Liquid levain culture question

Hi guys and gals!

First time messing with a sourdough starter but I've done other easy preferments, not a total newbie here.

I have the Hamelman book a dear friend left in my care and I've begun his liquid levain culture. His instructions are confusing though for the day two through five feeding schedule.

I get that I will only need half of what I made today and can discard half of it. Am I supposed to discard half again the second time I feed tomorrow? That can't be right? If I am allowed to post pictures of this I will. If anyone has the book it is pages 358-359.

 I did 4.8oz whole rye, 6oz water, 1 tsp honey for day one. 330p today. His instructions for day two say feed twice 12 hours apart and then there is a table of ingredients. The first item is initial mix - half of it, trash the rest. The rest is 1.2oz whole rye, 1.2oz bread flour, 3oz water. I assume I simply do that feed twice with half the day one mix but Hamelman is unclear here.

Abe's picture
Abe (not verified)

Just want to say, before I begin, that any starter "recipe" will do for this stage. And while I will try to advise on these instructions it might not be the exact way I'd make a starter. There is no one special recipe. There are only bakers and their own techniques. 

DAY ONE:

  • 4.8 oz whole rye flour
  • 6 oz water
  • 0.2 oz honey

Total = 11 oz

Mix and let stand for 24 hours at 75° to 80°F.

[So far so good. What I would do but not with honey. In fact I'd leave it for however long until it bubbles up and then proceed onto the next feeding]

DAY TWO:

  • keep half of the first feed - 5.5 oz
  • 1.2 oz whole rye flour
  • 1.2 oz white flour
  • 3 oz water

This feed should be done twice 12 hours apart. So each time you keep 5.5 oz (discard the rest) and repeat the feed. 
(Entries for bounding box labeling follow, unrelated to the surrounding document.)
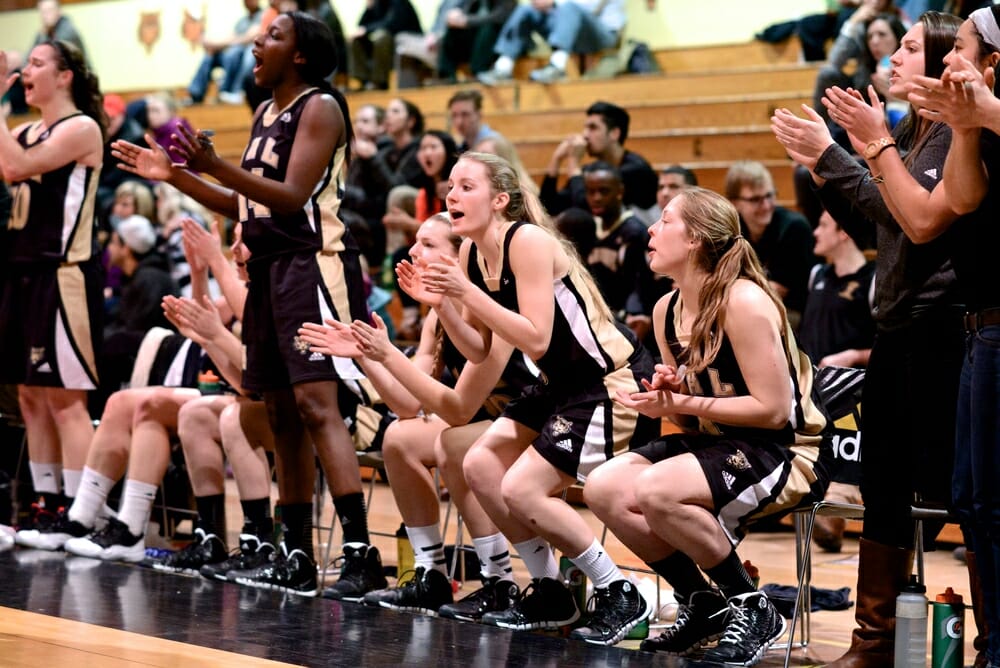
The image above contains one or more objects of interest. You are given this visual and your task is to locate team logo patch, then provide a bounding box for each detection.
[552,415,573,436]
[726,452,750,471]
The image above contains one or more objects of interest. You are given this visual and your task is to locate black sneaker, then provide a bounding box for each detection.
[639,590,727,656]
[364,566,455,617]
[233,543,317,596]
[153,529,228,575]
[438,575,521,622]
[704,591,785,666]
[199,533,276,582]
[14,504,93,551]
[483,578,580,631]
[569,580,653,645]
[323,543,389,603]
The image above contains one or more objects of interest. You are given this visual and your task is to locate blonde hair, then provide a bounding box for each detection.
[677,186,788,372]
[725,160,774,199]
[472,135,539,195]
[459,152,615,321]
[115,180,156,222]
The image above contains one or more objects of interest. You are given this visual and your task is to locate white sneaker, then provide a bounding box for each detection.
[63,517,146,563]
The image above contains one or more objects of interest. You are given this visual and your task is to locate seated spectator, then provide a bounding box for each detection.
[98,215,178,403]
[185,0,261,104]
[656,165,698,218]
[0,0,86,115]
[796,0,895,62]
[799,211,875,552]
[448,89,499,153]
[437,0,517,83]
[478,0,625,86]
[813,10,906,141]
[145,93,194,166]
[349,0,423,90]
[97,94,148,222]
[577,160,671,348]
[541,102,659,221]
[725,160,816,328]
[345,98,424,266]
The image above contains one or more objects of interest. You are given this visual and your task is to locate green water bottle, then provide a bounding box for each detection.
[559,557,587,614]
[931,587,965,668]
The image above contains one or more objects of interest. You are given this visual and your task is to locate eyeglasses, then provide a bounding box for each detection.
[736,190,774,206]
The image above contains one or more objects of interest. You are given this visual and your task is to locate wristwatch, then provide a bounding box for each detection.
[865,137,896,160]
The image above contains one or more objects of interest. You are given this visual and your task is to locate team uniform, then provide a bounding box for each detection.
[635,291,830,544]
[468,222,659,481]
[0,113,104,390]
[239,88,372,394]
[799,262,875,364]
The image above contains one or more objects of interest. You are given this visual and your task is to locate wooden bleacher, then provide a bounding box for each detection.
[166,41,816,205]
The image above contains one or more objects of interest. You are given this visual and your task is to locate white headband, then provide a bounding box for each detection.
[969,7,1000,49]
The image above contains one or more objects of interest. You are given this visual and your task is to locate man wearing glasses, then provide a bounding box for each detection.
[726,160,817,328]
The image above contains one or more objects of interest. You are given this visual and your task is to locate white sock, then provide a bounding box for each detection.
[493,56,514,76]
[68,466,115,528]
[472,533,513,580]
[570,538,625,589]
[118,480,158,536]
[514,536,559,580]
[406,524,448,575]
[28,461,62,496]
[549,51,569,72]
[63,469,83,499]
[Not how I would do it. I wouldn't feed too much too soon but rather when the starter dictates it needs feeding]

Again... Keep warm! 

Now for DAYS THREE, FOUR AND FIVE

  • keep 5.5 oz (discard the rest)
  • 2.4 oz white flour
  • 3 oz water

Twice a day at 12 hourly intervals. So basically keep feeding this feed every 12 hours over the next few days. Keep it warm at 75° 80°F and continue this feed until it is strong and predictable even beyond day five if it needs it. 

To sum up.... 

1: you have three different types of feed. 

2: first is the initial mix which is left for 24 hours. 
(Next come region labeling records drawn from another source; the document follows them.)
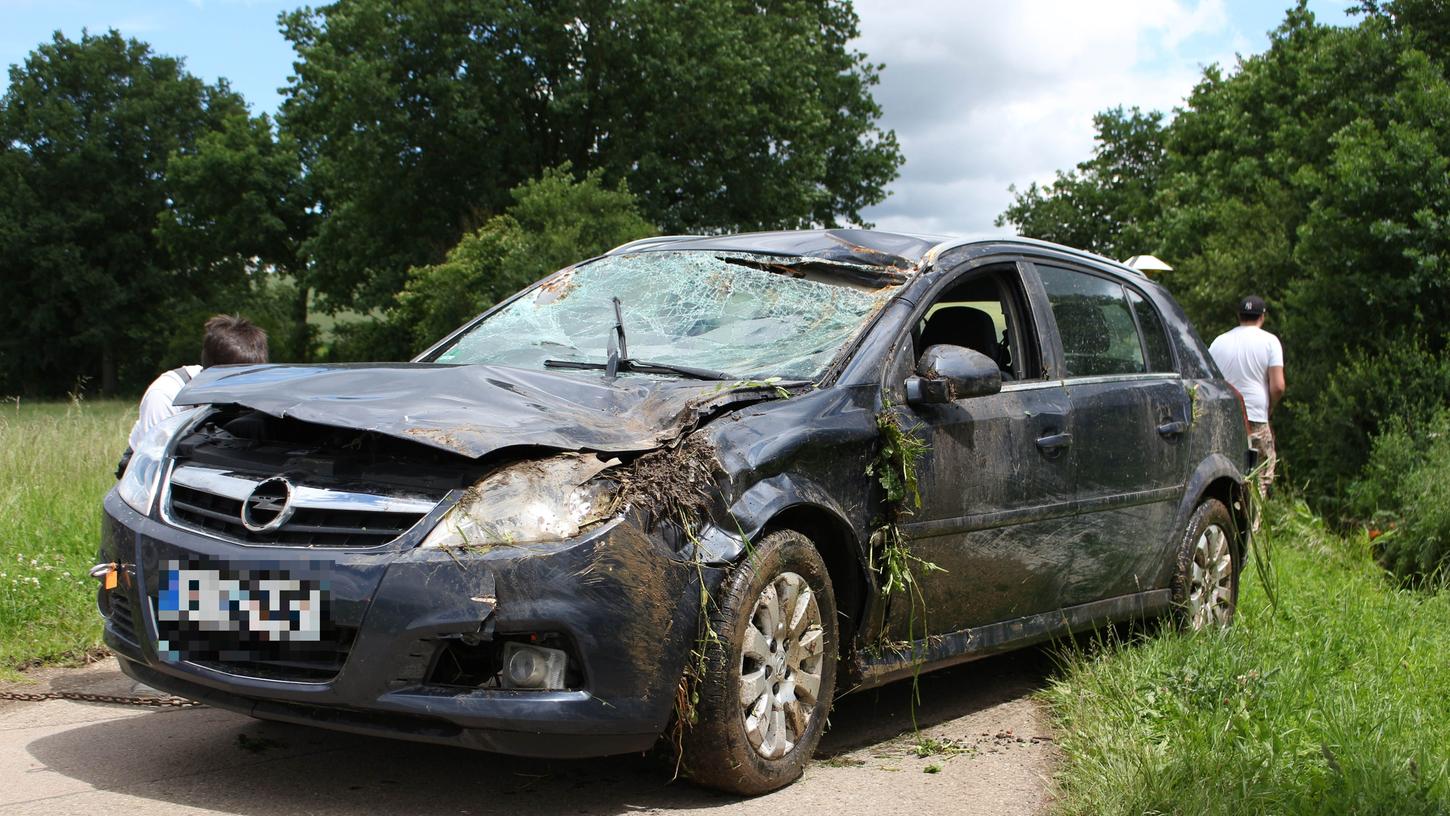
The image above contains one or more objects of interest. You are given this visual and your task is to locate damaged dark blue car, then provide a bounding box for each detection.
[99,230,1250,793]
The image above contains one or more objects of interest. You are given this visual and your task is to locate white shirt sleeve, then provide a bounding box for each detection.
[126,365,202,451]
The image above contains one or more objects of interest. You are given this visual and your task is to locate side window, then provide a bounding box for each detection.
[1128,288,1177,371]
[1037,267,1161,377]
[912,267,1041,381]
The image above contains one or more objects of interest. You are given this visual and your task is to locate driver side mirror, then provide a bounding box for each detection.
[906,345,1002,406]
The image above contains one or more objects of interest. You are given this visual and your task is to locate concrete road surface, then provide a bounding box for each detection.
[0,651,1054,816]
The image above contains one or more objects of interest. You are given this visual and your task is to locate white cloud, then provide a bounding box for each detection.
[856,0,1243,233]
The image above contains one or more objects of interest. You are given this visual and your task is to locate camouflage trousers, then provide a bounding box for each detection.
[1248,422,1279,496]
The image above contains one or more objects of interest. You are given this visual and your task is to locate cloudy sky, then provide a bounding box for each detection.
[0,0,1350,235]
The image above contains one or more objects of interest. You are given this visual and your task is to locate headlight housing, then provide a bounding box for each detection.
[116,407,203,516]
[419,454,619,549]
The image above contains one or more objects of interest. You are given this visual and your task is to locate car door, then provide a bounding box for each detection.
[1035,262,1193,607]
[886,261,1073,641]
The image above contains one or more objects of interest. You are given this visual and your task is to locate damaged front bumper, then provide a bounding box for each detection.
[99,493,722,757]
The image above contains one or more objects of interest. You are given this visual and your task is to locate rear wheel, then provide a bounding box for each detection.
[683,530,837,794]
[1173,499,1241,630]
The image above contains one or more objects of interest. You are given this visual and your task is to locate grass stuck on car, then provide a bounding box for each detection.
[99,230,1251,794]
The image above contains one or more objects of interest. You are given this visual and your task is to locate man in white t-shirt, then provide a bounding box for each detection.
[116,315,268,478]
[1208,296,1285,496]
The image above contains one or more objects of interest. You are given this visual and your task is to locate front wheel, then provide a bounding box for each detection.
[1173,499,1243,630]
[682,530,837,796]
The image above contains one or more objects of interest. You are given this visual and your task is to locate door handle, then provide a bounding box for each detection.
[1159,419,1188,436]
[1037,433,1073,454]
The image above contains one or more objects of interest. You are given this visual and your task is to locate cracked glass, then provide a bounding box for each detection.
[435,252,898,380]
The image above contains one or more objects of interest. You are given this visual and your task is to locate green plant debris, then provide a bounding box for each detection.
[715,377,792,400]
[1183,383,1204,425]
[866,399,943,729]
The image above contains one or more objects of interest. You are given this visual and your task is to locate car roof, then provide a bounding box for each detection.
[609,229,1147,278]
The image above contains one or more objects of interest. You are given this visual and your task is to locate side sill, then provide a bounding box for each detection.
[853,590,1173,691]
3: after the initial mix, which has been left for 24 hours, you then give the second type of feed twice on the second day - 12 hours apart. 

4: you continue with the 12 hourly feeds but on day three you switch to the third feed which you'll stick to till the starter (or levain as he likes to call it) is ready. 

Suitup87's picture
Suitup87

Thanks Abe! 5.5oz of the previous culture mix everytime, can do!